Radon is a naturally occurring radioactive gas that has been identified as the second leading cause of lung cancer.
Dr. R. William Field, Professor of Public Health at the University of Iowa, authored the initial guidance and engaged in multiple meetings with stakeholders from the medical, academic, health physics, and other user communities.
Acknowledgements are extended to the multitude of peer reviewers and stakeholders who contributed valuable input to the guide. Their thoughtful comments and edits played a crucial role in ensuring that the guide effectively addresses the needs of healthcare professionals, facilitating their comprehension of radon risks. Additionally, the collaborative efforts enhance communication regarding radon information and reduction strategies for both patients and the wider public.
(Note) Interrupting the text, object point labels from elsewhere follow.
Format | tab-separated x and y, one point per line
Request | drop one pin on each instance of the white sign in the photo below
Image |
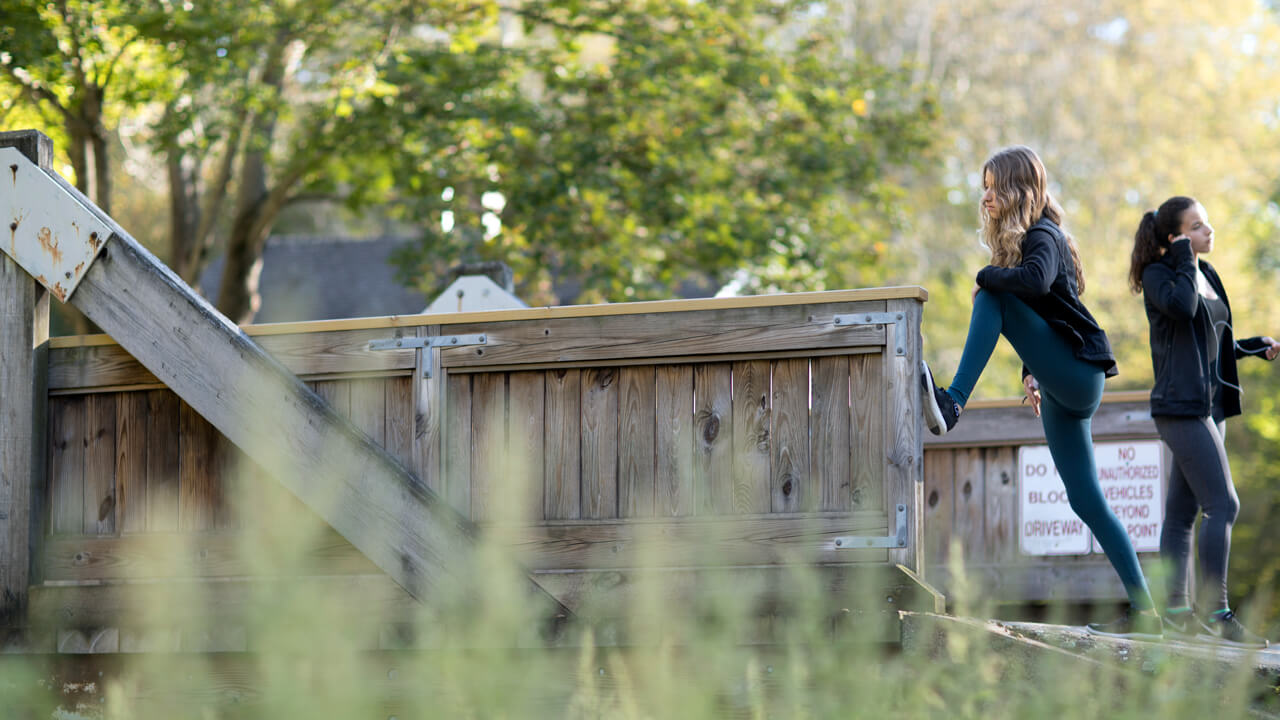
1046	524
1132	478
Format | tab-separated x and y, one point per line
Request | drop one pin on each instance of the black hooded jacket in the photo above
1179	327
1046	282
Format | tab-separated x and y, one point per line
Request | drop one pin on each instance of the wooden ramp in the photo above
359	488
632	459
1045	652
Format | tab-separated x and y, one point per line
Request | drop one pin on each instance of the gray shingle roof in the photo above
321	278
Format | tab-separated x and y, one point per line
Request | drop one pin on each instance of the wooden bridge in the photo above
714	438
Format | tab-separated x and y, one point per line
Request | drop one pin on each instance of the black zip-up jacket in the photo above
1179	327
1046	281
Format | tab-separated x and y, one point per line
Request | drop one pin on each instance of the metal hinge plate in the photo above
863	542
53	236
896	319
428	345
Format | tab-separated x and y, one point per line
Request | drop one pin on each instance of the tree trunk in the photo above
238	297
91	113
183	212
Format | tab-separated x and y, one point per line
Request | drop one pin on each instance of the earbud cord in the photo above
1219	364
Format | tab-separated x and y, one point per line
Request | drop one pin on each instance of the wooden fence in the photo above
691	437
972	501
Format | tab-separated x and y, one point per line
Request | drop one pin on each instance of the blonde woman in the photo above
1031	294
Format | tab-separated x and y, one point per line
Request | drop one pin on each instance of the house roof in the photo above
321	278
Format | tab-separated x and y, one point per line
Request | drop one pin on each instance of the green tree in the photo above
662	142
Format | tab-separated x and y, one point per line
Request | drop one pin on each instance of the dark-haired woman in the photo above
1196	390
1031	294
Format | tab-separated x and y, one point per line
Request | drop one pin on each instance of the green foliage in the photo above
662	142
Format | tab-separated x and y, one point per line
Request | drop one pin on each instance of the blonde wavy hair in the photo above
1022	191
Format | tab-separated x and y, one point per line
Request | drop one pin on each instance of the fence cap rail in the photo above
860	295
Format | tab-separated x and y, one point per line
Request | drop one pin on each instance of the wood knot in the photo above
711	428
105	507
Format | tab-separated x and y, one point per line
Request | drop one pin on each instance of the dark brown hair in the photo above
1152	236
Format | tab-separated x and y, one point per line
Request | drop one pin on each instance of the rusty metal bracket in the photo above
428	345
53	236
896	319
862	542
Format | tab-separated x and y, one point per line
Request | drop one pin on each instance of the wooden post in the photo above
23	370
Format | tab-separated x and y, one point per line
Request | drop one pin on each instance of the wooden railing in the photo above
739	433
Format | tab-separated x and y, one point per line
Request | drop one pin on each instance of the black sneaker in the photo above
1182	625
941	410
1225	629
1133	625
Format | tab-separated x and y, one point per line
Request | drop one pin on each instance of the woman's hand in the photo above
1272	349
1032	388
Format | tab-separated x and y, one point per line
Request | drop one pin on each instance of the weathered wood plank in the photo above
197	555
67	465
635	441
970	502
616	593
522	483
256	402
23	404
562	472
673	441
752	442
867	433
117	604
199	484
904	470
337	393
790	482
369	408
1014	424
131	461
713	434
457	443
100	492
1001	522
828	436
429	399
758	540
488	441
400	423
566	340
599	442
938	511
164	418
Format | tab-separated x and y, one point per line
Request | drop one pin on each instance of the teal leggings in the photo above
1070	392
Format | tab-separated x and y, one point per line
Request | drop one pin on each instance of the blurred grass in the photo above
478	650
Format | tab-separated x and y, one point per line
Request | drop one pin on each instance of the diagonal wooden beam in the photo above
346	478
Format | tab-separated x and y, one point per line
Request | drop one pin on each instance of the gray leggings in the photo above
1201	481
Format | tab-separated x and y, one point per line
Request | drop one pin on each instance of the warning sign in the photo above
1046	524
1130	474
1132	479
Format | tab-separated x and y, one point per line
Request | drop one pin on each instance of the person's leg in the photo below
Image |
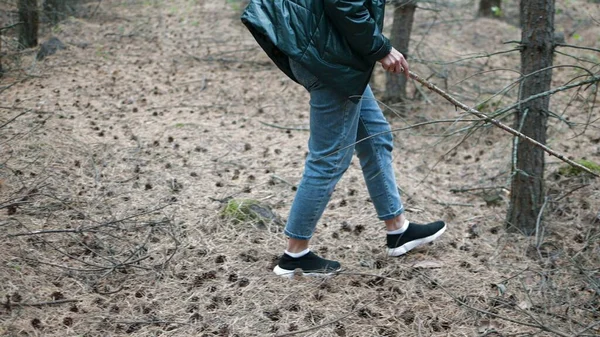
374	149
333	125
Purpose and Structure of This Guide
Healthcare providers have a pivotal role in minimizing their patients’ unnecessary radiation exposure. Given the rising prevalence of medical imaging and associated radiation exposure, the imperative to decrease radiation from various sources, including radon, becomes even more significant. Radon stands as a prominent environmental contributor to cancer mortality in the United States. Therefore, it is crucial to inform patients about the health risks associated with prolonged radon exposure and educate them on straightforward measures they can adopt to mitigate this risk.
What Is Radon?
Radon is a naturally occurring radioactive gas that has been identified as the second leading cause of lung cancer.
Radon-222, with a radioactive half-life of 3.8 days, is the main radon isotope of health concern. It is released during the decay of uranium-238 and subsequently, radium-226, which are found in varying amounts in rock, soil, and groundwater. Odorless, invisible and without taste, radon cannot be detected by the human senses. Radon is naturally occurring outdoors, but often is substantially concentrated indoors because homes are not normally built to be radon-resistant. The potential for radon exposure varies by geographic area; however, even buildings constructed in areas considered to have low radon potential can exhibit greatly elevated radon concentrations.
How Does Radon Enter the Home?
Outdoors, radon presents a significantly lower risk as it becomes diluted to low concentrations in the air. However, indoors, the threat from radon increases, with the potential for it to accumulate to high concentrations. The indoor concentration of radon is primarily influenced by the construction of the building and the amount of radon in the underlying soil. The composition of the soil surrounding a house plays a crucial role in determining radon levels and its migration towards the building. Normal pressure variations often create a slight vacuum in homes, drawing radon gas from the soil through various entry points like cracks in floors and walls, floor drains, sump pits, construction joints, and around pipe penetrations. While radon concentrations are typically highest in basements and ground floor rooms, they can also be elevated in main and upper floor rooms. Additionally, radon released by well water during household activities, such as showering, can contribute to indoor radon levels, though the risk from this source is generally considered smaller compared to radon entering from the soil.
Reference
Field, R. W., and B. L. Withers. 2012. “Occupational and Environmental Causes of Lung Cancer.” Clinics in Chest Medicine 33 (4): 681–703.
EPA (U.S. Environmental Protection Agency). 1993. EPA’s Map of Radon Zones, National Summary. EPA 402-R-93-071. Washington, D.C.: EPA.